In theorizing and inquiring post-socialist/post-colonial topologies, we suggest three themes for the workshop:
Infrastructure and technology: Given the salience of security infrastructures and the securitization of infrastructures as ‘critical infrastructures’, we ask whether postcolonial and postsocialist critiques of the notion of infrastructure can serve to rearticulate and further differentiate critical security studies. In this respect, a particular emphasis is put on technology as part of the agenda of critical security studies, often connecting ‘flat’ ontologies borrowed from ‘Actor Network Theory’ with an analysis of the effects of technological securitization. How can this agenda account for the political trajectory of technologies as they forge, and urge, social, economic, political and cultural relations between the global north and the global south? How can postcolonial and postsocialist perspectives and epistemologies contribute to reassessing the role of technologies and their securitization such as in ‘cyber security’?
Economy and finance: In contemporary critical security studies, the nexus of economy and security is mostly addressed either in the idiom of International Political Economy (IPE) or in works on the intersections of finance and security. While the former debate has been subjected to criticisms regarding its western- and northern-centric epistemological bias, the latter’s discourse mainly focuses on the centres and transnational flows of finance in these same spaces. How can IPE accommodate postcolonial and postsocialist positions and problematics that have so far escaped its analytical gaze? How can the process of ‘securitization’, shuttling between political and financial registers, render itself differently from postcolonial and postsocialist perspectives?

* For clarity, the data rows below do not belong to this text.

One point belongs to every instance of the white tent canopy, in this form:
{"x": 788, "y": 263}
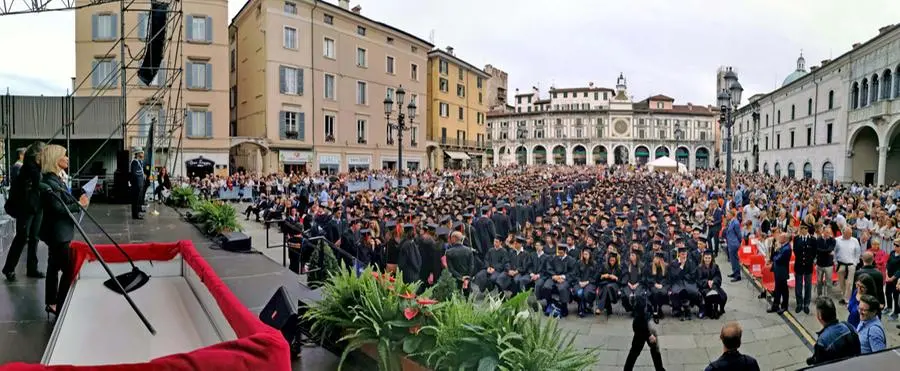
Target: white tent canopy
{"x": 666, "y": 164}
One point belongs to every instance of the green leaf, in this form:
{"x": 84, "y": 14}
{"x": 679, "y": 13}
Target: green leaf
{"x": 487, "y": 364}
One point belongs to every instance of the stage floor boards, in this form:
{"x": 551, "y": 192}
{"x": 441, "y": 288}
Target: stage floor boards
{"x": 25, "y": 331}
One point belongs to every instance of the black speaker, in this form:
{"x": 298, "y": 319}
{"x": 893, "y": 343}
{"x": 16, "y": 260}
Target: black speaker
{"x": 156, "y": 41}
{"x": 281, "y": 314}
{"x": 235, "y": 242}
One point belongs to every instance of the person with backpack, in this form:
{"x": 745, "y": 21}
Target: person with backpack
{"x": 24, "y": 204}
{"x": 837, "y": 340}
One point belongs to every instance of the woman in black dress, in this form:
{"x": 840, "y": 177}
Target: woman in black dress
{"x": 631, "y": 284}
{"x": 586, "y": 290}
{"x": 608, "y": 283}
{"x": 709, "y": 280}
{"x": 657, "y": 281}
{"x": 57, "y": 228}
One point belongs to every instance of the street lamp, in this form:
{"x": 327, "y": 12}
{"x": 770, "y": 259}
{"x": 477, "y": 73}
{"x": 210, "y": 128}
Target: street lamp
{"x": 729, "y": 100}
{"x": 400, "y": 126}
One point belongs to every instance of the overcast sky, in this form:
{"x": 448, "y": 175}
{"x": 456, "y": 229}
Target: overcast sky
{"x": 670, "y": 47}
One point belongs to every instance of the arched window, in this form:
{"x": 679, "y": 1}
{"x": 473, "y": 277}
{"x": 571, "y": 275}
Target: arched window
{"x": 827, "y": 172}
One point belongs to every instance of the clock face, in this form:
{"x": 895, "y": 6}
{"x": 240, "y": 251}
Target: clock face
{"x": 621, "y": 127}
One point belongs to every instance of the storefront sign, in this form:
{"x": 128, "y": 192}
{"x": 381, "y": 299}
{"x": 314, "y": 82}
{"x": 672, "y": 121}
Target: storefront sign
{"x": 294, "y": 157}
{"x": 330, "y": 160}
{"x": 359, "y": 160}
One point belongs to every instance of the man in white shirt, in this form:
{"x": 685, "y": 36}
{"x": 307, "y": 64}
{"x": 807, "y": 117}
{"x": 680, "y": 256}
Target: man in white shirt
{"x": 846, "y": 255}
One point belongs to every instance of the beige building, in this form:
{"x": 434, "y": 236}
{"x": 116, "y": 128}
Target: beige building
{"x": 197, "y": 97}
{"x": 309, "y": 96}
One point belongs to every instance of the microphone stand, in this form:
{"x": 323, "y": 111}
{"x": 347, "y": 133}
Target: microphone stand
{"x": 109, "y": 272}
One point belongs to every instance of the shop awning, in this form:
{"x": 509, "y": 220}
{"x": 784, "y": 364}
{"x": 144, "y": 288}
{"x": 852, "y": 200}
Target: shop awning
{"x": 457, "y": 155}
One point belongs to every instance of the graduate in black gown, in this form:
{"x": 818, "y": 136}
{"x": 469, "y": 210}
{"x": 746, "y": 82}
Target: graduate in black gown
{"x": 631, "y": 284}
{"x": 683, "y": 292}
{"x": 608, "y": 283}
{"x": 585, "y": 290}
{"x": 656, "y": 279}
{"x": 709, "y": 280}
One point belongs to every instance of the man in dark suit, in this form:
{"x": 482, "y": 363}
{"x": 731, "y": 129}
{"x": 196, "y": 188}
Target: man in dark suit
{"x": 136, "y": 178}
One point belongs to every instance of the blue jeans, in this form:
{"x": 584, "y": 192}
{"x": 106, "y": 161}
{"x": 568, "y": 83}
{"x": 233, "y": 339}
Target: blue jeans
{"x": 735, "y": 261}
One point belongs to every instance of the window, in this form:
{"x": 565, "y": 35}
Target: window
{"x": 290, "y": 8}
{"x": 199, "y": 123}
{"x": 361, "y": 131}
{"x": 105, "y": 75}
{"x": 104, "y": 26}
{"x": 199, "y": 29}
{"x": 329, "y": 127}
{"x": 361, "y": 57}
{"x": 329, "y": 87}
{"x": 199, "y": 75}
{"x": 290, "y": 80}
{"x": 290, "y": 37}
{"x": 361, "y": 88}
{"x": 390, "y": 65}
{"x": 292, "y": 125}
{"x": 328, "y": 48}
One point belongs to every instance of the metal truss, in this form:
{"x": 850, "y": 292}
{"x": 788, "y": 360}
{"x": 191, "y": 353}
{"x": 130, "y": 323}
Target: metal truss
{"x": 11, "y": 7}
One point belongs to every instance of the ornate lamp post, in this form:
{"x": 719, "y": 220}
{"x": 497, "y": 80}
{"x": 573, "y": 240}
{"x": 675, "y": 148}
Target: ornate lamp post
{"x": 400, "y": 124}
{"x": 729, "y": 100}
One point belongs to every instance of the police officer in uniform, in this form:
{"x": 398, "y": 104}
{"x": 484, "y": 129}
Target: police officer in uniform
{"x": 136, "y": 179}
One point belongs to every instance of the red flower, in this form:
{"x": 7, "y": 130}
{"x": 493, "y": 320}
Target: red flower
{"x": 410, "y": 313}
{"x": 426, "y": 301}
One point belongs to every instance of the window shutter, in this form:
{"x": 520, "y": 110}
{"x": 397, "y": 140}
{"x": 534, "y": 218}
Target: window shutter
{"x": 282, "y": 124}
{"x": 209, "y": 124}
{"x": 95, "y": 23}
{"x": 299, "y": 81}
{"x": 209, "y": 29}
{"x": 208, "y": 76}
{"x": 190, "y": 28}
{"x": 301, "y": 125}
{"x": 188, "y": 77}
{"x": 95, "y": 76}
{"x": 189, "y": 122}
{"x": 142, "y": 26}
{"x": 114, "y": 26}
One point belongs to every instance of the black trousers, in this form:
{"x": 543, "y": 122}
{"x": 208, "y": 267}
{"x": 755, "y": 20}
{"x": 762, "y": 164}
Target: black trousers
{"x": 27, "y": 229}
{"x": 637, "y": 346}
{"x": 59, "y": 261}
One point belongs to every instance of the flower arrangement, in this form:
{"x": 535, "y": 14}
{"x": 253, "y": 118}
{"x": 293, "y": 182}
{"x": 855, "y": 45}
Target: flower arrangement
{"x": 457, "y": 333}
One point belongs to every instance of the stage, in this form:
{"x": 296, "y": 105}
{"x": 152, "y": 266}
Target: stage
{"x": 253, "y": 278}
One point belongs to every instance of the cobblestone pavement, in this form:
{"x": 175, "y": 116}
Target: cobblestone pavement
{"x": 688, "y": 345}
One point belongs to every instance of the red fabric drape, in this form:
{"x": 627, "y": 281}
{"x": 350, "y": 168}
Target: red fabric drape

Sociality: Security-related research has increasingly focused on areas and fields of security ‘off the record’ from classical security studies, such as ‘human security’. The rationale of this move was to disentangle the only seemingly self-evident connection between security concerns and state sovereignty or issues of inter-state security. However, ‘human’ security is also an abstraction that casts little light on concrete relationships and forms of sociality within which security related stakes and concerns might emerge – a blank space which is reflected in critical security studies’ tendency to disregard sociality as the relationship base for security concerns and processes of securitization. Here, postcolonial and postsocialist approaches, with their insistence on the materiality and everyday dimensions of sociality, might prove to be a pivotal corrective through the ‘scene’.